An agent-first programming language with formal verification.
Vow programs carry machine-checked contracts (preconditions, postconditions, loop invariants) that are statically verified by ESBMC bounded model checking. The compiler emits structured JSON output designed for AI agents to consume, enabling a CEGIS (counterexample-guided inductive synthesis) workflow: write code → compile → verify → read counterexamples → fix → iterate.
For project design details, see docs/vow_design.md.
# Bootstrap (one-time)
cargo build --all --release
scripts/bootstrap.sh --no-verify
# Day-to-day usage
ulimit -v 2000000; build/vowc build examples/divide.vow # compile + verify
ulimit -v 2000000; build/vowc verify examples/divide.vow # verify contracts only
ulimit -v 2000000; build/vowc build --mode debug examples/divide.vow # runtime vow checksThe benchmarks/ directory contains 40 formal verification benchmarks (15 Easy, 15 Medium, 10 Hard) for measuring how well AI agents can write verified code from natural-language specifications.
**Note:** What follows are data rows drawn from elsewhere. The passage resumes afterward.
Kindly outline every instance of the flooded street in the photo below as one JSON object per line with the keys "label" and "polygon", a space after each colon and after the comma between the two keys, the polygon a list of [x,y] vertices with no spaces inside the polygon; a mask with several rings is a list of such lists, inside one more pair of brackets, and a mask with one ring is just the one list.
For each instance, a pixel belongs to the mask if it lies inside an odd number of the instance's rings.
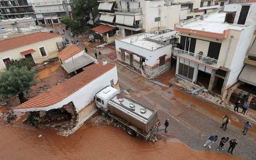
{"label": "flooded street", "polygon": [[[193,150],[176,139],[155,143],[129,136],[109,126],[83,125],[68,137],[53,130],[31,131],[0,125],[0,159],[241,159]],[[42,137],[38,137],[42,134]]]}

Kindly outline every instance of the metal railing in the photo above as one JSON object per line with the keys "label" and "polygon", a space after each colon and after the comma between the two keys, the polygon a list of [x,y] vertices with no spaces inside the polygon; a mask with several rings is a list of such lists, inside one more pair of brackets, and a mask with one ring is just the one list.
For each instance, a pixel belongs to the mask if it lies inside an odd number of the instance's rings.
{"label": "metal railing", "polygon": [[52,9],[50,10],[35,10],[34,12],[35,13],[47,13],[49,12],[58,12],[60,11],[65,11],[65,10],[63,8]]}
{"label": "metal railing", "polygon": [[214,68],[217,68],[220,66],[219,62],[221,60],[216,60],[208,57],[204,56],[182,50],[177,48],[174,48],[174,54],[200,63],[203,63]]}
{"label": "metal railing", "polygon": [[117,12],[128,12],[129,13],[141,13],[141,8],[139,8],[135,9],[128,9],[128,8],[114,8]]}
{"label": "metal railing", "polygon": [[62,3],[62,2],[60,1],[49,1],[46,2],[36,2],[35,3],[29,3],[28,4],[32,6],[40,6],[40,5],[43,5],[46,4],[56,4]]}

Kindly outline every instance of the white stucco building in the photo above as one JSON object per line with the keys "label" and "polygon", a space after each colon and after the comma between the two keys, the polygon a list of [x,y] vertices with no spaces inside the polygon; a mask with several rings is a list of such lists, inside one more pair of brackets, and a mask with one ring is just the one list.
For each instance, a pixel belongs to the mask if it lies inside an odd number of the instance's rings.
{"label": "white stucco building", "polygon": [[252,20],[255,7],[248,4],[240,4],[235,15],[217,10],[175,25],[180,35],[174,54],[178,77],[201,83],[223,99],[228,96],[227,89],[238,81],[255,29]]}
{"label": "white stucco building", "polygon": [[27,0],[33,7],[39,24],[60,23],[63,17],[69,17],[71,14],[69,0]]}
{"label": "white stucco building", "polygon": [[170,68],[176,36],[176,31],[167,29],[116,39],[117,59],[142,74],[155,77]]}
{"label": "white stucco building", "polygon": [[70,133],[74,132],[96,111],[95,94],[107,86],[118,87],[115,64],[94,64],[83,70],[14,109],[21,112],[39,111],[40,117],[49,116],[56,109],[67,111],[71,113],[70,120],[75,125]]}

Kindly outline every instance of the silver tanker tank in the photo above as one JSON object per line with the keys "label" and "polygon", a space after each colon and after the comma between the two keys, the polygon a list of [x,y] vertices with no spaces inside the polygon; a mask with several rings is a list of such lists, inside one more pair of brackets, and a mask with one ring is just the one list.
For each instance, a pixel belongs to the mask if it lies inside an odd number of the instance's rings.
{"label": "silver tanker tank", "polygon": [[157,121],[154,110],[120,95],[109,102],[110,111],[129,123],[148,133]]}

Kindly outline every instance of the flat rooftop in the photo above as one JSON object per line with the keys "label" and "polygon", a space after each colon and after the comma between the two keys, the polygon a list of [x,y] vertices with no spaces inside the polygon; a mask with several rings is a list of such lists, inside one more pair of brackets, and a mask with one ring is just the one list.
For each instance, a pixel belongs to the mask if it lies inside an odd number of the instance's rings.
{"label": "flat rooftop", "polygon": [[39,32],[49,33],[50,31],[53,31],[52,29],[35,25],[21,26],[19,28],[21,29],[20,33],[19,32],[16,27],[5,28],[2,29],[2,32],[0,32],[0,40]]}
{"label": "flat rooftop", "polygon": [[225,13],[218,13],[209,15],[204,20],[198,20],[183,25],[179,28],[190,29],[211,32],[223,33],[228,29],[241,30],[247,26],[224,23]]}
{"label": "flat rooftop", "polygon": [[168,32],[159,34],[155,33],[161,32],[163,31],[145,32],[130,36],[119,40],[149,50],[154,50],[166,46],[163,41],[171,39],[172,36],[175,35],[176,32],[170,29],[164,31],[167,31]]}

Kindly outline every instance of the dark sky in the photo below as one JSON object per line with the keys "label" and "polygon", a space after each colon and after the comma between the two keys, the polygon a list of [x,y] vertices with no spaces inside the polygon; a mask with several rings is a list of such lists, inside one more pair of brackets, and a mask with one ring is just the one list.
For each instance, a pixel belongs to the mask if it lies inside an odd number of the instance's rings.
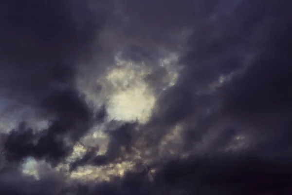
{"label": "dark sky", "polygon": [[0,1],[0,194],[291,194],[292,4]]}

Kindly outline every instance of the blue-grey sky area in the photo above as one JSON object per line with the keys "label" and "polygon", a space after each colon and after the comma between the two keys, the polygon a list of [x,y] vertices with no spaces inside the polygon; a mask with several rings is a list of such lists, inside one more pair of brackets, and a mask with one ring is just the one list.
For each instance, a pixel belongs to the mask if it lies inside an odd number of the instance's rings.
{"label": "blue-grey sky area", "polygon": [[0,195],[288,195],[280,0],[0,1]]}

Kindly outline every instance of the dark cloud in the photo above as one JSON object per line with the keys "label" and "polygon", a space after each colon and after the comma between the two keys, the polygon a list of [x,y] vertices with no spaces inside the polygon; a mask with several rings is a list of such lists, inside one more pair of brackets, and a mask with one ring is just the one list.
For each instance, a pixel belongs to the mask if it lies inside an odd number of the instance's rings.
{"label": "dark cloud", "polygon": [[[44,129],[24,122],[1,135],[0,194],[292,191],[289,3],[11,2],[1,3],[1,95],[51,118]],[[178,37],[184,28],[192,34],[182,49]],[[75,86],[79,64],[92,60],[99,44],[99,56],[112,55],[113,48],[124,45],[125,58],[138,62],[155,61],[161,48],[182,53],[184,69],[177,84],[158,93],[149,122],[113,121],[113,129],[106,131],[105,154],[97,155],[98,146],[89,147],[70,171],[126,161],[135,168],[110,181],[78,184],[54,174],[38,180],[21,176],[19,165],[28,157],[53,166],[64,162],[106,117],[106,108],[95,113]],[[165,74],[156,70],[146,78],[153,88]],[[219,84],[220,76],[225,80]]]}

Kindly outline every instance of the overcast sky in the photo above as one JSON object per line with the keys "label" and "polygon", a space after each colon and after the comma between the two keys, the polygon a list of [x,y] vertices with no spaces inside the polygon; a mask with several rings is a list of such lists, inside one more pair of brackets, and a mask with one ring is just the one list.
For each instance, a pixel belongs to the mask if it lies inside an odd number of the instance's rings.
{"label": "overcast sky", "polygon": [[1,1],[0,194],[291,194],[291,4]]}

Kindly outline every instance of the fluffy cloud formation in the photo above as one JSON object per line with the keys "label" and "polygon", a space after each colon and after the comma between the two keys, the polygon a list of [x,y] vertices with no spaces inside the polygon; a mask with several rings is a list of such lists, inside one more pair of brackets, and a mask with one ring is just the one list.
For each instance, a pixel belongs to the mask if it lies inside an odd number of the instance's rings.
{"label": "fluffy cloud formation", "polygon": [[292,191],[289,3],[22,1],[0,3],[0,194]]}

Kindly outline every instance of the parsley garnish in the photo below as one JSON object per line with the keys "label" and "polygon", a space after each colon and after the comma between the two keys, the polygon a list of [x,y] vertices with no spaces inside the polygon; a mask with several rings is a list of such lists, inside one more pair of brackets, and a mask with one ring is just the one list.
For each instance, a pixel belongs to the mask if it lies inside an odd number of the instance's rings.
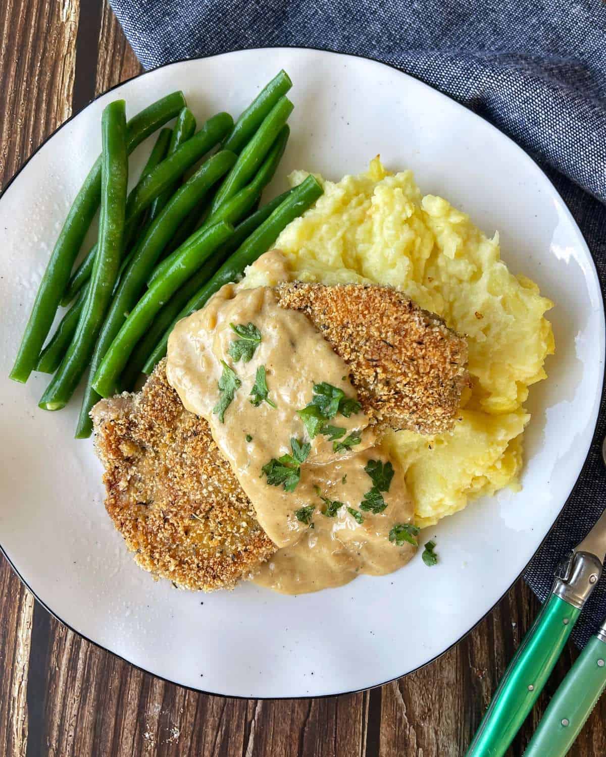
{"label": "parsley garnish", "polygon": [[310,439],[317,436],[326,422],[320,412],[320,408],[316,407],[315,405],[308,405],[302,410],[297,410],[297,415],[303,421]]}
{"label": "parsley garnish", "polygon": [[332,384],[323,381],[314,385],[311,403],[320,408],[324,418],[334,418],[339,412],[339,403],[345,399],[345,393]]}
{"label": "parsley garnish", "polygon": [[360,512],[360,510],[356,510],[353,507],[348,507],[347,512],[349,513],[350,516],[353,516],[353,517],[360,524],[360,525],[361,525],[362,523],[364,523],[364,516]]}
{"label": "parsley garnish", "polygon": [[397,523],[389,531],[389,541],[393,541],[396,547],[402,547],[405,541],[413,547],[418,547],[416,537],[420,528],[411,523]]}
{"label": "parsley garnish", "polygon": [[[347,439],[345,441],[347,441]],[[382,463],[380,460],[369,460],[364,466],[364,470],[370,476],[374,486],[364,494],[364,499],[360,503],[360,509],[370,510],[377,515],[379,512],[383,512],[387,506],[387,503],[383,499],[381,492],[389,491],[392,478],[393,478],[393,466],[389,462]],[[393,540],[391,533],[389,539]]]}
{"label": "parsley garnish", "polygon": [[[334,418],[337,413],[348,418],[352,413],[359,413],[361,407],[358,400],[345,397],[342,389],[322,382],[314,385],[311,402],[303,410],[298,410],[297,413],[303,421],[310,439],[314,438],[321,432],[326,434],[330,441],[334,441],[340,439],[345,430],[339,426],[326,425],[326,421]],[[336,435],[339,431],[342,433]]]}
{"label": "parsley garnish", "polygon": [[[323,434],[324,432],[322,431],[322,433]],[[352,431],[342,441],[336,441],[333,444],[333,450],[334,452],[342,452],[343,450],[351,450],[355,444],[359,444],[361,441],[362,438],[360,435],[360,431]]]}
{"label": "parsley garnish", "polygon": [[380,460],[369,460],[364,470],[370,476],[375,487],[380,491],[389,491],[393,478],[393,466],[391,463]]}
{"label": "parsley garnish", "polygon": [[383,495],[376,486],[373,486],[369,491],[367,491],[362,501],[360,503],[361,510],[366,510],[367,512],[370,510],[375,515],[383,512],[386,506],[387,503],[383,499]]}
{"label": "parsley garnish", "polygon": [[221,423],[224,422],[225,411],[233,401],[233,396],[242,386],[242,382],[236,372],[233,370],[224,360],[221,360],[223,373],[219,379],[219,401],[213,408],[213,413],[219,416]]}
{"label": "parsley garnish", "polygon": [[339,412],[345,418],[348,418],[352,413],[359,413],[361,409],[362,406],[358,400],[354,400],[351,397],[347,397],[339,403]]}
{"label": "parsley garnish", "polygon": [[258,407],[262,402],[267,402],[271,407],[276,407],[276,403],[269,398],[269,389],[265,380],[265,366],[259,366],[257,369],[255,384],[251,390],[251,396],[252,397],[251,403],[255,407]]}
{"label": "parsley garnish", "polygon": [[311,404],[320,408],[324,418],[334,418],[337,413],[348,418],[352,413],[359,413],[362,406],[352,397],[345,397],[342,389],[339,389],[327,382],[314,385],[314,396]]}
{"label": "parsley garnish", "polygon": [[328,424],[323,427],[321,433],[323,436],[328,437],[329,441],[334,441],[335,439],[340,439],[342,436],[345,435],[345,429]]}
{"label": "parsley garnish", "polygon": [[247,323],[245,326],[240,323],[237,326],[230,323],[230,326],[240,338],[232,340],[228,352],[234,363],[237,363],[240,358],[248,363],[261,344],[261,332],[254,323]]}
{"label": "parsley garnish", "polygon": [[305,525],[309,525],[315,509],[314,505],[308,505],[307,507],[299,507],[298,510],[295,510],[295,516],[299,522],[305,523]]}
{"label": "parsley garnish", "polygon": [[436,549],[435,541],[428,541],[425,544],[425,549],[423,550],[423,562],[426,565],[429,565],[431,568],[432,565],[437,565],[438,556],[433,551]]}
{"label": "parsley garnish", "polygon": [[323,497],[322,494],[322,490],[317,484],[314,487],[314,489],[320,499],[326,506],[326,509],[323,510],[322,515],[326,516],[327,518],[334,518],[337,514],[339,507],[343,506],[343,503],[339,502],[339,500],[330,500],[327,497]]}
{"label": "parsley garnish", "polygon": [[329,500],[327,497],[320,497],[320,499],[326,504],[326,509],[323,512],[327,518],[334,518],[339,509],[343,506],[343,503],[339,500]]}
{"label": "parsley garnish", "polygon": [[264,473],[267,477],[267,483],[270,486],[280,486],[282,484],[286,491],[294,491],[301,479],[301,463],[308,459],[311,445],[301,444],[292,437],[290,440],[292,455],[283,455],[279,459],[272,457],[261,468],[261,475]]}

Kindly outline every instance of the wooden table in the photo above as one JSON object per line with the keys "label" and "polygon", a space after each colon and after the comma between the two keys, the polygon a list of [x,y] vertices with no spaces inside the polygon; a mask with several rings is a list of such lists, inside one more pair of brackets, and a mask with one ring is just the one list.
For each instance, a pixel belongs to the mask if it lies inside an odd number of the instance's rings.
{"label": "wooden table", "polygon": [[[101,0],[0,0],[0,181],[60,124],[141,67]],[[135,669],[52,618],[0,559],[0,755],[458,757],[539,604],[518,581],[439,660],[360,694],[230,699]],[[508,752],[522,755],[569,645]],[[570,752],[604,757],[606,696]],[[545,755],[548,757],[548,755]]]}

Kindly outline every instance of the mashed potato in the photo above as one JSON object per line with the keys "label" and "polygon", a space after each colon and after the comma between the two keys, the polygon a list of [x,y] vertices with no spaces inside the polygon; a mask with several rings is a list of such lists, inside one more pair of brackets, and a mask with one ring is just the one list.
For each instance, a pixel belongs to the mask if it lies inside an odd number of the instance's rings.
{"label": "mashed potato", "polygon": [[[296,184],[305,176],[291,178]],[[406,469],[418,525],[519,486],[530,418],[522,406],[528,387],[546,377],[545,358],[554,351],[543,317],[551,302],[529,279],[510,273],[498,235],[488,239],[446,200],[422,197],[410,171],[392,175],[376,158],[367,173],[338,183],[318,178],[324,195],[275,245],[295,278],[391,285],[467,338],[473,388],[454,430],[391,432],[385,440]]]}

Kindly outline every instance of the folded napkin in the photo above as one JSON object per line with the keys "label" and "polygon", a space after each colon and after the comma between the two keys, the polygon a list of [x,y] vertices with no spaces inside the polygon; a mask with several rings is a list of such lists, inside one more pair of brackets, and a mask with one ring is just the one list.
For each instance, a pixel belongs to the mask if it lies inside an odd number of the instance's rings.
{"label": "folded napkin", "polygon": [[[272,45],[316,47],[391,64],[508,134],[546,171],[606,285],[606,5],[600,0],[111,0],[145,68]],[[558,560],[606,506],[602,397],[591,451],[525,578],[544,600]],[[606,615],[606,577],[573,635]]]}

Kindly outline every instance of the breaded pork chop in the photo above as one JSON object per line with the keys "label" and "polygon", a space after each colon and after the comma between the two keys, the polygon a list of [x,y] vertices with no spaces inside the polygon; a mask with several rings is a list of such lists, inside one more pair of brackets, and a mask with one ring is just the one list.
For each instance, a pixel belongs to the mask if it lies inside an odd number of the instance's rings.
{"label": "breaded pork chop", "polygon": [[[348,363],[364,411],[383,425],[450,428],[467,345],[389,287],[277,288]],[[204,419],[186,410],[158,364],[143,389],[92,413],[105,506],[137,562],[191,589],[232,588],[275,552]]]}
{"label": "breaded pork chop", "polygon": [[165,360],[140,392],[102,400],[91,415],[105,507],[142,568],[211,591],[276,551],[208,424],[167,382]]}
{"label": "breaded pork chop", "polygon": [[452,428],[468,380],[467,344],[440,317],[388,286],[292,282],[276,292],[347,363],[364,413],[380,426]]}

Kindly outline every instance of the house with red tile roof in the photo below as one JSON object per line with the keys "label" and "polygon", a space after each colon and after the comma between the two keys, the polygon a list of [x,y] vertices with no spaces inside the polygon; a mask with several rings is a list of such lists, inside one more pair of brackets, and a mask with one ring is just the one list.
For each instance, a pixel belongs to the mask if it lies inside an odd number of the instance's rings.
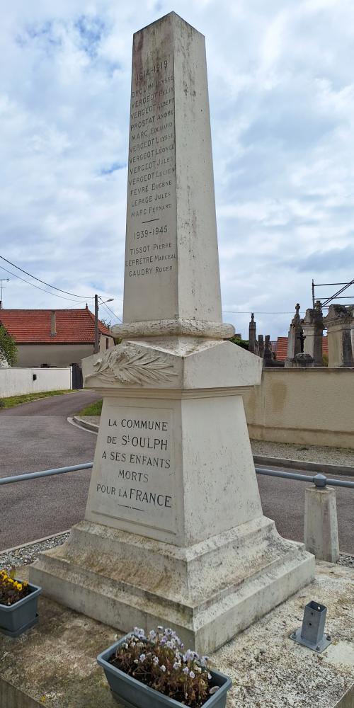
{"label": "house with red tile roof", "polygon": [[[95,316],[81,309],[0,309],[0,323],[16,340],[17,366],[81,365],[95,346]],[[98,320],[100,351],[114,346],[110,330]]]}
{"label": "house with red tile roof", "polygon": [[[278,337],[276,343],[276,358],[277,361],[285,361],[287,353],[287,337]],[[329,353],[329,340],[328,337],[324,337],[322,340],[322,353],[326,354],[328,356]]]}

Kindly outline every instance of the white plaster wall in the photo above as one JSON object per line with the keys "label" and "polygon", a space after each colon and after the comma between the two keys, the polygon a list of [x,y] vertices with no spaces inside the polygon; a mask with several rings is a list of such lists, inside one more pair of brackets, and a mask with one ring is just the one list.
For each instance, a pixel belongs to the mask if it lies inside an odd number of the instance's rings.
{"label": "white plaster wall", "polygon": [[[33,375],[37,376],[33,381]],[[64,391],[72,388],[72,370],[0,369],[0,398],[33,394],[39,391]]]}
{"label": "white plaster wall", "polygon": [[263,369],[244,395],[250,436],[354,449],[354,368]]}
{"label": "white plaster wall", "polygon": [[93,344],[18,344],[16,363],[18,366],[81,366],[81,359],[93,353]]}

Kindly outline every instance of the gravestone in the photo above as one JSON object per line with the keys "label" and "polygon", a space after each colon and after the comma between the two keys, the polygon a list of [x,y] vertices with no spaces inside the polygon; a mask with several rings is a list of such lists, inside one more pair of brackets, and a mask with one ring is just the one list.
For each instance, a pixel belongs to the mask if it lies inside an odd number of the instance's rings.
{"label": "gravestone", "polygon": [[287,352],[285,359],[285,368],[296,366],[296,355],[304,350],[304,333],[299,316],[300,306],[297,302],[295,305],[295,314],[291,321],[287,336]]}
{"label": "gravestone", "polygon": [[263,366],[271,366],[273,362],[272,346],[270,335],[266,334],[264,340]]}
{"label": "gravestone", "polygon": [[305,339],[304,353],[309,354],[313,358],[314,366],[323,366],[324,318],[319,300],[316,301],[314,307],[307,309],[302,324]]}
{"label": "gravestone", "polygon": [[324,318],[329,341],[329,367],[354,367],[352,333],[354,328],[353,306],[331,304]]}
{"label": "gravestone", "polygon": [[242,401],[262,362],[224,341],[205,41],[175,13],[134,35],[129,151],[122,341],[83,362],[103,396],[85,519],[30,577],[209,652],[314,559],[262,513]]}

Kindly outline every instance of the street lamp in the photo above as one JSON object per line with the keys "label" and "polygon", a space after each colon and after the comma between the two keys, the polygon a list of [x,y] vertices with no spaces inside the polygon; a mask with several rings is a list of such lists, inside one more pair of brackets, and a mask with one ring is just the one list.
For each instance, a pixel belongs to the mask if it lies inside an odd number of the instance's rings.
{"label": "street lamp", "polygon": [[98,304],[98,295],[95,295],[95,348],[93,354],[98,353],[98,307],[100,305],[104,305],[105,302],[112,302],[113,300],[114,297],[110,297],[108,300],[100,302]]}

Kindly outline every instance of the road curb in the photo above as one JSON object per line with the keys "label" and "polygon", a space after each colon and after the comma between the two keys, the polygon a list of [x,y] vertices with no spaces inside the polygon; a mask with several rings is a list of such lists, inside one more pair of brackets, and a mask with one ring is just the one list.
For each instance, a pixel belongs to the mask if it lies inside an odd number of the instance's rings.
{"label": "road curb", "polygon": [[99,426],[95,425],[94,423],[88,423],[87,421],[84,421],[82,418],[78,418],[77,416],[72,416],[67,418],[68,423],[71,423],[72,425],[79,426],[79,428],[83,428],[86,430],[90,430],[91,433],[98,433]]}
{"label": "road curb", "polygon": [[58,533],[52,533],[50,536],[43,536],[42,538],[37,538],[35,541],[28,541],[26,543],[21,543],[20,546],[13,546],[12,548],[4,548],[0,551],[0,556],[5,553],[12,553],[13,551],[21,551],[22,548],[27,548],[28,546],[35,546],[37,543],[42,543],[44,541],[50,541],[52,538],[57,538],[59,536],[64,536],[67,533],[70,533],[71,529],[66,531],[59,531]]}

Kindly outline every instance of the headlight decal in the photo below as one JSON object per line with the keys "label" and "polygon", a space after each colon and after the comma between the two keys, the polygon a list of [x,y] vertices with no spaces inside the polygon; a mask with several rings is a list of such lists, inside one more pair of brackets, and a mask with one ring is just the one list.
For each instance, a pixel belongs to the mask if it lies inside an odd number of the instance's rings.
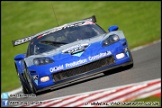
{"label": "headlight decal", "polygon": [[120,38],[119,38],[118,35],[112,34],[112,35],[110,35],[107,39],[105,39],[105,40],[103,41],[103,46],[108,46],[108,45],[110,45],[110,44],[113,44],[113,43],[119,41],[119,39],[120,39]]}
{"label": "headlight decal", "polygon": [[34,65],[45,65],[45,64],[49,64],[49,63],[53,63],[54,60],[52,60],[51,58],[48,57],[42,57],[42,58],[35,58],[33,60]]}

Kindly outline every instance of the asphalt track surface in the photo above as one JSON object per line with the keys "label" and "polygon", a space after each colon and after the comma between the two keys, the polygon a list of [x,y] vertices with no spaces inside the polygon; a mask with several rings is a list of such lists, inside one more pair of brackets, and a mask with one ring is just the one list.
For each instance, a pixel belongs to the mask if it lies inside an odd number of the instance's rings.
{"label": "asphalt track surface", "polygon": [[134,67],[129,70],[117,70],[110,72],[109,75],[101,73],[86,81],[57,90],[46,91],[37,97],[9,98],[9,101],[43,101],[161,78],[161,41],[140,50],[132,51],[132,56]]}

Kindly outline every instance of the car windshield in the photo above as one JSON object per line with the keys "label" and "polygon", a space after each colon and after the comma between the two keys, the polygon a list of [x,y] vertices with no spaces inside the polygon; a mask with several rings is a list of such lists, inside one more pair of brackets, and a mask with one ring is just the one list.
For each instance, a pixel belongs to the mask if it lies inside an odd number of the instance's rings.
{"label": "car windshield", "polygon": [[95,23],[71,26],[55,32],[49,32],[31,40],[27,56],[44,53],[62,45],[78,40],[93,38],[104,33],[105,31]]}

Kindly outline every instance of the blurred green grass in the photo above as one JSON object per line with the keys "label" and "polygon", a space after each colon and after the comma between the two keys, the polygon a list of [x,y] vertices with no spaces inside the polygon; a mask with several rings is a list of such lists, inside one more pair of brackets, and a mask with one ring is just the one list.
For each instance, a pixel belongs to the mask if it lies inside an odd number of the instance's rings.
{"label": "blurred green grass", "polygon": [[2,1],[1,91],[20,87],[13,58],[28,44],[13,47],[12,40],[92,15],[106,31],[118,25],[130,48],[161,38],[160,1]]}

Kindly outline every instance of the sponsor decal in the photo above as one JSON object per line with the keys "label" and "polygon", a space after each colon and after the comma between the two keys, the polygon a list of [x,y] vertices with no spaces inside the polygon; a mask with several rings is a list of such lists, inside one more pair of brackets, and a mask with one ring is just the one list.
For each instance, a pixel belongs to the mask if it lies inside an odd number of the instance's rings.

This is Vow's implementation of the vericoding concept (arXiv:2509.22908).
The bench/ directory contains a Python CLI tool that runs frontier LLMs against the suite:
cd bench
uv sync
uv run python run.py validate-references # verify all reference solutions
uv run python run.py run --model claude-sonnet-4-20250514 --benchmark E01 # single benchmark
uv run python run.py run --model claude-sonnet-4-20250514 # full suite
uv run python run.py report # generate comparison reportResults are compared against paper baselines: Dafny 82%, Verus/Rust 44%, Lean 27%.
The compiler/ directory contains a complete Vow implementation of the compiler (13 modules). build/vowc is the primary compiler for day-to-day development — a verified fixed-point binary with full feature parity: subcommands, flags, structured diagnostics, verification pipeline, and parallel codegen+verify. The Rust compiler (./target/release/vow) serves only as the stage 0 bootstrap.